Mientras la toalla refrescaba la frente y las ideas, la mujer comenzó a hablar, con una voz pausada, lenta, como si rezara, casi sin entonación, parecía una letanía.

Me contó que se llamaba  Yahiza, que no me decía de donde venía porque no la daba la gana, porque ella era de muchos sitios, y de ninguno. Que no tenía jefe, ni amo, pero que se alquilaba porque amaba amar, el lujo y dormir de día, por este orden. Creo que debí quedarme un tanto traspuesto bajo el susurro de sus palabras, que iban llegando a mí, como de lejos, como si de un canto susurrado se tratara.

Al despertar, volví los ojos hacía Yahiza, que apoyada en un codo vigilaba mi sueño.

-Perdón, he debido dormirme…, creo que nunca más beberé champán- la dije como disculpa.

-No pasa nada, amor,¿ sigues malo?- preguntó solicita.

-No, ya no, ha pasado el tumulto de la cabeza, aunque el estomago lo llevo aún revuelto, hemos cenado mucho. Es que Latuaro se casa mañana, ¿sabes?- dije tontamente.
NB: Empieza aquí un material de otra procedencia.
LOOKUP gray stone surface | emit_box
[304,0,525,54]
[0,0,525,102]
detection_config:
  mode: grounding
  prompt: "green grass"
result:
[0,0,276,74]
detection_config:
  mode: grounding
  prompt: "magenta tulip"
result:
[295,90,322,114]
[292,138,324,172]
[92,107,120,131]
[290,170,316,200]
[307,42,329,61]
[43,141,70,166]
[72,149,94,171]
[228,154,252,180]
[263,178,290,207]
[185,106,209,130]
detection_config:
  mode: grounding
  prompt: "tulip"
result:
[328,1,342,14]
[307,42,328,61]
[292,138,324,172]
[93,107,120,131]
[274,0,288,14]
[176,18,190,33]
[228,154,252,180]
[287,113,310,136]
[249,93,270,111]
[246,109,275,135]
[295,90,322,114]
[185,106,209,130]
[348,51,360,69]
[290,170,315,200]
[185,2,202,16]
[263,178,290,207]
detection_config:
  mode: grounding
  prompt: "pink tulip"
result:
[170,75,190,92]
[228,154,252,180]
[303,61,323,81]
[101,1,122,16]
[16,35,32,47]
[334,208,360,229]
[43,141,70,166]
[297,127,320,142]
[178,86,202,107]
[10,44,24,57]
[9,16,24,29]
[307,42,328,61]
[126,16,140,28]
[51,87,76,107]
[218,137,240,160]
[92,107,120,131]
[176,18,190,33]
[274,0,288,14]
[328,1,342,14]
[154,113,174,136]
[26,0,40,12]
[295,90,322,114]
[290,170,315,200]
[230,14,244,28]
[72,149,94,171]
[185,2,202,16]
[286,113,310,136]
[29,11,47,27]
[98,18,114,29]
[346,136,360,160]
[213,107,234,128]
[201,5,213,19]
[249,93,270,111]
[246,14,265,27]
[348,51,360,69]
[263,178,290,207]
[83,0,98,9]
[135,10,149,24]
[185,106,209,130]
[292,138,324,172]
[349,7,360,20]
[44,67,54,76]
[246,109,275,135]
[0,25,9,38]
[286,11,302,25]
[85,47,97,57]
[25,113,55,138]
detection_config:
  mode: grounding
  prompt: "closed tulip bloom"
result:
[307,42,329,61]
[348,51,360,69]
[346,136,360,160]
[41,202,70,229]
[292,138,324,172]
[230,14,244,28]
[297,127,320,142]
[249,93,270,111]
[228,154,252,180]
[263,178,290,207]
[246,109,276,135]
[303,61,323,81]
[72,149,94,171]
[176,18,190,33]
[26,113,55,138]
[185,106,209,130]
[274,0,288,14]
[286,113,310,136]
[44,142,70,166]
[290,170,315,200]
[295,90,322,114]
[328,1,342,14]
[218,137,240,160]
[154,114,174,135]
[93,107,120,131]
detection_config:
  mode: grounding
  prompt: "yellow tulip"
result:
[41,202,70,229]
-Lo sé, algo he oído. ¿Qué quieres hacer mi amor?- preguntó sin mover su postura.

Estaba desnuda, no la veía bien, pero sentía el calor de su piel, un aroma anisado que desprendía su cuerpo. Sabía que si  volvía los ojos hacia el techo, miles de partes de ese cuerpo moreno, macizo, se mostrarían a mis ojos. No me atrevía a mirar, pero creo, que en ese momento, era el deseo más fuerte que nunca he sentido.

Entonces Yahiza, comenzó a hablar de nuevo. Lenta, pausadamente,  su entonación monocorde suave, sentía como sus palabras recorrían como un escalofrío por mi espalda hasta llegar a la nuca. Tenía una  cadencia en el lenguaje que no identificaba, mezcla de latino variado, con reminiscencias árabes.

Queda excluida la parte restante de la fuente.